Literal types
Quirin Schroll
qs.il.paperinik at gmail.com
Mon Jul 7 15:54:05 UTC 2025
On Friday, 4 July 2025 at 16:16:05 UTC, IchorDev wrote:
> On Wednesday, 25 June 2025 at 17:56:09 UTC, Quirin Schroll
> wrote:
>> I don’t know if I’m getting this 100% correct, but saying `[1,
>> 2]` is an `int[]` isn’t the full story since it’s more like an
>> `int[2]` that “decays” to a `int[]` (which usually ends up on
>> the heap) unless you “catch” it early enough. Catching such a
>> literal isn’t too difficult, the `staticArray` function does
>> it.
>
> There’s a really clever idea in here somewhere but I think you
> didn’t quite hit the nail on the head. The one-way implicit
> casting of literals often gets in my way…
> ```
> auto x = 1;
> ushort y = x; //ERR: `1` is an `int`… ugh
> ushort z = 1; //OK: `1` is actually `ushort` now
> auto a = [1,2];
> ubyte[] b = a.dup(); //ERR: `[1,2]` is an `int[]`… ugh
> ubyte[] c = [1,2]; //OK: on second thought, `[1,2]` can totally
> be a `ubyte[]`…
> ```
> One thing that could mitigate this is having explicit suffixes
> for char, byte, and short.
While I’d like to have those for symmetry and consistency,
`short(1)` actually works.
But that’s not your actual issue here. You can’t initialize a
smaller integer type from a _run-time_ value of a bigger integral
type. Plain literals have a default decay type which isn’t
maximally narrow, but `int`. D inherited that from C, so that
what looks like C and compiles, acts like C, for the most part.
The importance of this principle has declined over the years, but
for very basic stuff, it’s still relevant.
There’s virtually no difference between `auto x = short(1)` and
`short x = 1`.
> But what would be really nice is if the language could keep
> track of when a variable’s type was inferred from nothing but a
> literal, and then allow the usual type conversion restrictions
> to be bent a little based on how the literal could’ve been
> interpreted as a different type.
You can’t easily do that with run-time values.
> It’s a similar idea to https://dlang.org/spec/type.html#vrp
> which never accounts for variables that have just been
> unconditionally assigned a literal value.
That’s because VRP is an expression feature. It doesn’t interact
with statements. I don’t know how VRP is implemented, but it
treats integral types as (unions of ) intervals.

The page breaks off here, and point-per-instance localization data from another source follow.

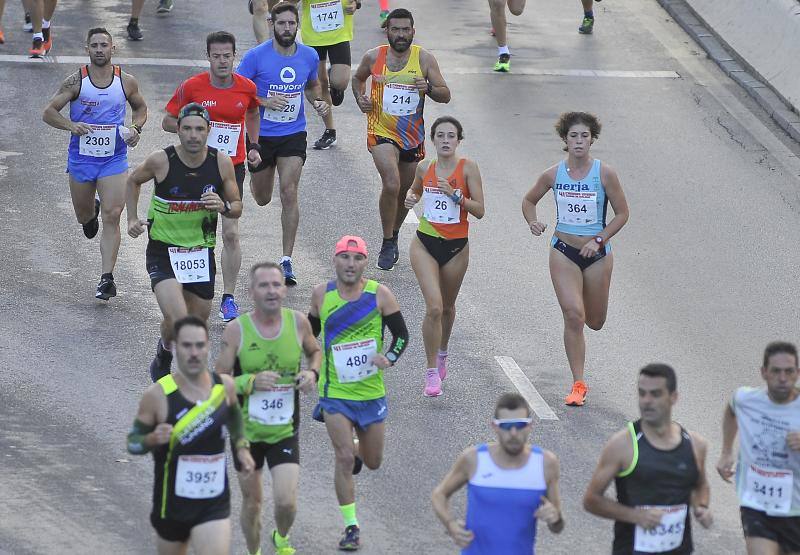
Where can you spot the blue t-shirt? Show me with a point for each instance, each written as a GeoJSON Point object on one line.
{"type": "Point", "coordinates": [284, 75]}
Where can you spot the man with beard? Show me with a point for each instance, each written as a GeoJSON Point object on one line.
{"type": "Point", "coordinates": [510, 485]}
{"type": "Point", "coordinates": [403, 75]}
{"type": "Point", "coordinates": [658, 468]}
{"type": "Point", "coordinates": [282, 69]}
{"type": "Point", "coordinates": [97, 159]}
{"type": "Point", "coordinates": [350, 312]}
{"type": "Point", "coordinates": [191, 180]}
{"type": "Point", "coordinates": [768, 469]}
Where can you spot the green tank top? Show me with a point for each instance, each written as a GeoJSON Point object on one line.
{"type": "Point", "coordinates": [269, 416]}
{"type": "Point", "coordinates": [352, 333]}
{"type": "Point", "coordinates": [325, 23]}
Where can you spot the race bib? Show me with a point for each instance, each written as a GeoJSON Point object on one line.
{"type": "Point", "coordinates": [272, 407]}
{"type": "Point", "coordinates": [399, 99]}
{"type": "Point", "coordinates": [289, 112]}
{"type": "Point", "coordinates": [200, 476]}
{"type": "Point", "coordinates": [577, 208]}
{"type": "Point", "coordinates": [327, 16]}
{"type": "Point", "coordinates": [224, 137]}
{"type": "Point", "coordinates": [768, 489]}
{"type": "Point", "coordinates": [666, 536]}
{"type": "Point", "coordinates": [438, 208]}
{"type": "Point", "coordinates": [353, 361]}
{"type": "Point", "coordinates": [190, 265]}
{"type": "Point", "coordinates": [100, 143]}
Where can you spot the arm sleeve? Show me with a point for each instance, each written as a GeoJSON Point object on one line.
{"type": "Point", "coordinates": [397, 326]}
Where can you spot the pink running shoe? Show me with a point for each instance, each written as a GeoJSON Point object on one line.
{"type": "Point", "coordinates": [433, 383]}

That’s probably
a lot easier to do within expressions than over statements where
you’d have to store the intervals with variables indefinitely.

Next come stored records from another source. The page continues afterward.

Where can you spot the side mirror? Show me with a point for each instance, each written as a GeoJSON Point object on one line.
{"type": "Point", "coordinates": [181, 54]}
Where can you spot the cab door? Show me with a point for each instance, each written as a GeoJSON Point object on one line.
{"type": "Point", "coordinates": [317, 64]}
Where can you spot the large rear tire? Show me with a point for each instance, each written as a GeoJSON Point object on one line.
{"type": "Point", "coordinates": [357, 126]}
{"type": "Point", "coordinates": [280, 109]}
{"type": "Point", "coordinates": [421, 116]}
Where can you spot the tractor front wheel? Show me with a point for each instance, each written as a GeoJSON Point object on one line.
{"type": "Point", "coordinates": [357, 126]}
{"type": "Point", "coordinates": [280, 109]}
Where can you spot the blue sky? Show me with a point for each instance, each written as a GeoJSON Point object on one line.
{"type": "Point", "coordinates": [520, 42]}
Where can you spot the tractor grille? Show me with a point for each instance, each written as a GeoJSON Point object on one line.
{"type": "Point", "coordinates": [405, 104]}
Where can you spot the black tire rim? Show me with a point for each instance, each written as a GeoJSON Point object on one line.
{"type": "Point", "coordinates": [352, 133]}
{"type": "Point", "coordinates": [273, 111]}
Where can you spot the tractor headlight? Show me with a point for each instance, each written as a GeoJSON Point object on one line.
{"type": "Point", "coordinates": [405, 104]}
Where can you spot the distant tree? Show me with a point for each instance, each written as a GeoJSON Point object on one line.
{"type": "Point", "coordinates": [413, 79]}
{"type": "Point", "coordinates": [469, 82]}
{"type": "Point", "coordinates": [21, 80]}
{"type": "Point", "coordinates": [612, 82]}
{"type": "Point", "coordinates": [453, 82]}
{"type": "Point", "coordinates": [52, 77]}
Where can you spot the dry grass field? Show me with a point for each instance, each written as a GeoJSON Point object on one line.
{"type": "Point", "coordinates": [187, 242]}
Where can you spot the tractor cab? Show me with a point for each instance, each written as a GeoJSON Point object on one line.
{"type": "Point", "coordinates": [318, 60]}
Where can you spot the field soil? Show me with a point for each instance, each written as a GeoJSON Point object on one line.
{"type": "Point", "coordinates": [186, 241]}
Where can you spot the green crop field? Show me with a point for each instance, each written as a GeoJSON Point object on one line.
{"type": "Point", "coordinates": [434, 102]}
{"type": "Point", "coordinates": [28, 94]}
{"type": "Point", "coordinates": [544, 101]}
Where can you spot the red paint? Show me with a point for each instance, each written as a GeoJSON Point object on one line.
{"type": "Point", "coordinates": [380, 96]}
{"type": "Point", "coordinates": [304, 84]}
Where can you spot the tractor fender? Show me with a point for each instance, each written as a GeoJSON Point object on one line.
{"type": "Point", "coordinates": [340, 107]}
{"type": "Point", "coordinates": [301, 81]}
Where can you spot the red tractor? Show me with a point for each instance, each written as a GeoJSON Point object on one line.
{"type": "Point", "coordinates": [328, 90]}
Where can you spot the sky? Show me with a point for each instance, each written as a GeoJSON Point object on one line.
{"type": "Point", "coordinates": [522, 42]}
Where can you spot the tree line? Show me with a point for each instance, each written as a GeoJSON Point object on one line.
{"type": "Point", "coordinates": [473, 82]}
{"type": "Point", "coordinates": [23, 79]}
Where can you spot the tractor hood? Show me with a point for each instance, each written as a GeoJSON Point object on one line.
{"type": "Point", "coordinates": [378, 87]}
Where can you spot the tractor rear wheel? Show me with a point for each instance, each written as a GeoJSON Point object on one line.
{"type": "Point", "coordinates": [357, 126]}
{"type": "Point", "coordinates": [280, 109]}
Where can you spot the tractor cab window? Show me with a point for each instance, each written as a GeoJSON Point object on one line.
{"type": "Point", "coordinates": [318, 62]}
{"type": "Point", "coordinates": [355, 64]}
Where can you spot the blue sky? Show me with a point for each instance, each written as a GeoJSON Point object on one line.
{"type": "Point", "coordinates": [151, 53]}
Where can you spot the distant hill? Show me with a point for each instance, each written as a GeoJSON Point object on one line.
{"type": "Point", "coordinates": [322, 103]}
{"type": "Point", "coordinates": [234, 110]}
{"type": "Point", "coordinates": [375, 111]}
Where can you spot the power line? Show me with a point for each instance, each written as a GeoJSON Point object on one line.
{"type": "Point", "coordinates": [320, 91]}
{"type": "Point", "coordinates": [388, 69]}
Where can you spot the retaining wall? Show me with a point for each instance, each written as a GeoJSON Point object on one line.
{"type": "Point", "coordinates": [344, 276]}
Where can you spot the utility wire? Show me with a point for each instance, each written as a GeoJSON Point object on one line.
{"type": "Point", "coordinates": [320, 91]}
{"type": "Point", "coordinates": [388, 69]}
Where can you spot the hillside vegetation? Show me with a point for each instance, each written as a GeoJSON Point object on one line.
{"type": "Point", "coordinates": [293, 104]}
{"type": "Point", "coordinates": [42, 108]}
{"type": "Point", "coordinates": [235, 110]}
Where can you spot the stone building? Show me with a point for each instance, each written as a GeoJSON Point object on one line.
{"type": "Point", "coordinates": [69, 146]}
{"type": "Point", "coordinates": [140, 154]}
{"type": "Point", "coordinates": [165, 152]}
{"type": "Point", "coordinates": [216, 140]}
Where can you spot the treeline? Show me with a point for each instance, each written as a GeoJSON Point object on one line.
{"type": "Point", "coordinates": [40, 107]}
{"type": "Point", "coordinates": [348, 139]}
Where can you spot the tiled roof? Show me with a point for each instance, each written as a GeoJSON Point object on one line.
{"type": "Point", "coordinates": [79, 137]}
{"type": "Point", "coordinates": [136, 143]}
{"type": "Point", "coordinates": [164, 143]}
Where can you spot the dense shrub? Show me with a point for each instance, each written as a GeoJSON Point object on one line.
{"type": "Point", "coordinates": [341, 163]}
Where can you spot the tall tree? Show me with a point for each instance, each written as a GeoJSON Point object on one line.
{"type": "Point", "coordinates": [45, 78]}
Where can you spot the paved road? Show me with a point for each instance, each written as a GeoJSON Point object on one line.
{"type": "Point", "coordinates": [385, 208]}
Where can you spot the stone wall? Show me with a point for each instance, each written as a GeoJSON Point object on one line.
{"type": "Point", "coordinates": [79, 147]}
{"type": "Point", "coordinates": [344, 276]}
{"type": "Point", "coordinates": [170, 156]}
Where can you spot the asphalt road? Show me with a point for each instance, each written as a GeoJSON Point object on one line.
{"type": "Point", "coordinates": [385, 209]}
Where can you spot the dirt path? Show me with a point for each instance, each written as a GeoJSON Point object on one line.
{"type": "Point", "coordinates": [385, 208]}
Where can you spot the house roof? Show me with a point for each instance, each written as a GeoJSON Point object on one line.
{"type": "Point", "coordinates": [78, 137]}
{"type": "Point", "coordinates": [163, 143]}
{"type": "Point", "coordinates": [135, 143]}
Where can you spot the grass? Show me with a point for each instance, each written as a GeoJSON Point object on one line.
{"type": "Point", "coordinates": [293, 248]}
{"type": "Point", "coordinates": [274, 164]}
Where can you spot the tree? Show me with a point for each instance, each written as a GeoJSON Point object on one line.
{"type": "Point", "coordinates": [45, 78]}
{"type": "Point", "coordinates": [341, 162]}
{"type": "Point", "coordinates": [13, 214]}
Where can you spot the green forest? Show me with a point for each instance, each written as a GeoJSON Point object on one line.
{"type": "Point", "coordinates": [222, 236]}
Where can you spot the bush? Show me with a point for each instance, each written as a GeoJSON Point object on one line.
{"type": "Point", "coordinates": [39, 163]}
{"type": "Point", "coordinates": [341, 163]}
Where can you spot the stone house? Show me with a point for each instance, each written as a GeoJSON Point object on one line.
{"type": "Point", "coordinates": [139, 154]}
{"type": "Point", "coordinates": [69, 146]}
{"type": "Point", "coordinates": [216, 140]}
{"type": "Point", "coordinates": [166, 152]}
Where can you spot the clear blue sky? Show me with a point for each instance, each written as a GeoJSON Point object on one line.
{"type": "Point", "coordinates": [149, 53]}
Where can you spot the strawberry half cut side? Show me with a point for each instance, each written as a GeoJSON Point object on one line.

> Oddly, the idea that I described already exists for enums:
> ```d
> enum int[] x = [1,2];
> ushort[] y = x; //no error?!
> ushort[2] z = x; //still no error!!?!
> ```
> Hopefully that makes sense.
It makes sense because an `enum` isn’t a run-time value, but
quite close to a named literal with explicit decay type. (By the
latter, I mean that `enum short h = 10` has type `short` not
`int`, but behaves like the literal `10`; the same is true for
`enum short[] hs = [1,2]` which has type `short[]` but you can
infer its length and assign it to a `ubyte[]`.)

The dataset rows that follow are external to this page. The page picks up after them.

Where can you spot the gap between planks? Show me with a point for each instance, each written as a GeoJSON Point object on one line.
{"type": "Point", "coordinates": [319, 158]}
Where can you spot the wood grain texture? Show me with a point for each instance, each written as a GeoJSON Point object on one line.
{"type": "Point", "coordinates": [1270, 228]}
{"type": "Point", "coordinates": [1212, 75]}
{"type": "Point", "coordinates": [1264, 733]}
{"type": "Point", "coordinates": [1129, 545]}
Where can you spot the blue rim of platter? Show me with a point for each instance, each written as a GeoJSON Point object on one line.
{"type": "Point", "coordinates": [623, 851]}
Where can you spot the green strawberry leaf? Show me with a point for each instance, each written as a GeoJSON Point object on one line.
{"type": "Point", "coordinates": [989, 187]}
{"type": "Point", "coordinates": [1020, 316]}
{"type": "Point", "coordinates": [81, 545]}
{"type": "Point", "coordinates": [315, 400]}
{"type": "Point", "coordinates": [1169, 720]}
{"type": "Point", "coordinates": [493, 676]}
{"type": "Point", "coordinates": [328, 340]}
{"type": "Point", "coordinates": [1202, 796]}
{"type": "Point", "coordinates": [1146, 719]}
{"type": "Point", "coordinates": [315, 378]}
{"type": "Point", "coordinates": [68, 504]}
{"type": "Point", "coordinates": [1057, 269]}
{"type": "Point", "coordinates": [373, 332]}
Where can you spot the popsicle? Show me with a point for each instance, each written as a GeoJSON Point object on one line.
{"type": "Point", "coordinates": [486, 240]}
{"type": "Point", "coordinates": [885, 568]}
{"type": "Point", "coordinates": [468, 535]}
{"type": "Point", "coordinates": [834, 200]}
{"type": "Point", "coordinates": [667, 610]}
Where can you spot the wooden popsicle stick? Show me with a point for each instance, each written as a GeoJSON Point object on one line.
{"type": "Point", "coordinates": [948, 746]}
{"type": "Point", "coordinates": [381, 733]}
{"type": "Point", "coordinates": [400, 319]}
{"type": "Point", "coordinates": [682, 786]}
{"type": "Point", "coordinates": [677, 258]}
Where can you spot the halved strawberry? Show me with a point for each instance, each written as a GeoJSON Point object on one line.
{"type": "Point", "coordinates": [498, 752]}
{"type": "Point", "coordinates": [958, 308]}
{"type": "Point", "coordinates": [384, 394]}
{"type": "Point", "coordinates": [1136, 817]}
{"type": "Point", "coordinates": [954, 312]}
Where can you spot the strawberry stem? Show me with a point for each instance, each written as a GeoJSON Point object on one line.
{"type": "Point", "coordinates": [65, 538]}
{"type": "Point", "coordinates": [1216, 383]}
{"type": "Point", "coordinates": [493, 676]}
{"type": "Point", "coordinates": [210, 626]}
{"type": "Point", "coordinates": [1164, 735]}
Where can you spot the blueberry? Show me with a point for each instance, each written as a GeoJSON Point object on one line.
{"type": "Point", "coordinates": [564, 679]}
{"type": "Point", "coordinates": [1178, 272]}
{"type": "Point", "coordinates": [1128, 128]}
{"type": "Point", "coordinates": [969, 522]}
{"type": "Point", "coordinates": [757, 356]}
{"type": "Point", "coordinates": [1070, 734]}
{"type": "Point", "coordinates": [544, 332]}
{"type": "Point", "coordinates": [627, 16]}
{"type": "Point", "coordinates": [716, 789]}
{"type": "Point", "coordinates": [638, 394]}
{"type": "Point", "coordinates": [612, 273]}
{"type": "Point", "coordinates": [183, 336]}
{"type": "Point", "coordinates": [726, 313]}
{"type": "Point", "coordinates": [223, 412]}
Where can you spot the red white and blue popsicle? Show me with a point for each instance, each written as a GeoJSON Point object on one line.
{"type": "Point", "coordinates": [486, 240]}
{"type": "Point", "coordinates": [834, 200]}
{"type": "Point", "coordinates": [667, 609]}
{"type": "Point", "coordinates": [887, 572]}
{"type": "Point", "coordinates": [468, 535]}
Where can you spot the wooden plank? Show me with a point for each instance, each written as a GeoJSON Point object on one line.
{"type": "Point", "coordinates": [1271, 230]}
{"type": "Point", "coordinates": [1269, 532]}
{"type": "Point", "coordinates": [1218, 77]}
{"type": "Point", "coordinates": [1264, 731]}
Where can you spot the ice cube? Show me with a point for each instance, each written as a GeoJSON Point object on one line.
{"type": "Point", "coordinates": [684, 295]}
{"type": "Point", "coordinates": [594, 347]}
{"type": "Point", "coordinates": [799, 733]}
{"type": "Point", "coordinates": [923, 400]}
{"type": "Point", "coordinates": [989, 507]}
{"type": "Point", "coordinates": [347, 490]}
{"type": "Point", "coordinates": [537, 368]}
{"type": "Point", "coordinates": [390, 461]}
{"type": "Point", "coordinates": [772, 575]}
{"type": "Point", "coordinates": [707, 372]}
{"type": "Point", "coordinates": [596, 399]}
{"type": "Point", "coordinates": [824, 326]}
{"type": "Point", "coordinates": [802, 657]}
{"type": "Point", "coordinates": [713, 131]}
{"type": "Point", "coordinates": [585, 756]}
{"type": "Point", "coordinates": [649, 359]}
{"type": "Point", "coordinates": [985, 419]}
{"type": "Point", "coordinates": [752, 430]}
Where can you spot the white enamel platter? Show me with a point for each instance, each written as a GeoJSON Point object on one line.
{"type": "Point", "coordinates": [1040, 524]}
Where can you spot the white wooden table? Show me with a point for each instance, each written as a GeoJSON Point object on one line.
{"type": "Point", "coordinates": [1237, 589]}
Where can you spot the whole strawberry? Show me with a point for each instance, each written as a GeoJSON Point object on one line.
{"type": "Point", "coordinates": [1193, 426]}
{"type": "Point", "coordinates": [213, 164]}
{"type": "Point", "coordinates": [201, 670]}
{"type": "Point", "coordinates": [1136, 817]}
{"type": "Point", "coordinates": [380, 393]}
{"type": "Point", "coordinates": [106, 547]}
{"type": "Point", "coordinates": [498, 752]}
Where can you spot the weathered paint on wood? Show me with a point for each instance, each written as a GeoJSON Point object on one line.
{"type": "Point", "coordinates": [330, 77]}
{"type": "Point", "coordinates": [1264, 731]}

It also works with `immutable` values with compile-time values:
```d
immutable int v = 10;
immutable int[] vs = [v,v];
void main()
{
byte w = v; // okay
byte[] ws = vs; // error
}
```
The slice thing doesn’t work with `immutable` because slices are
somewhat reference types. It works with `enum` because `x` in
your example is a literal. `ws = vs` wouldn’t ever allocate, but
`y = x` actually will (unless optimized out) in the sense that
it’s not `@nogc`.
> TL;DR: Let variables that are initialised/unconditionally
> assigned literals follow the same implicit cast rules as the
> literal, meaning that `int x=1; byte y=x;` compiles since `1`
> can be inferred as a byte.
It won’t happen because it’s hard to implement, hard to reason
through in general, and brings little value in return. In many
cases, restructuring the code works.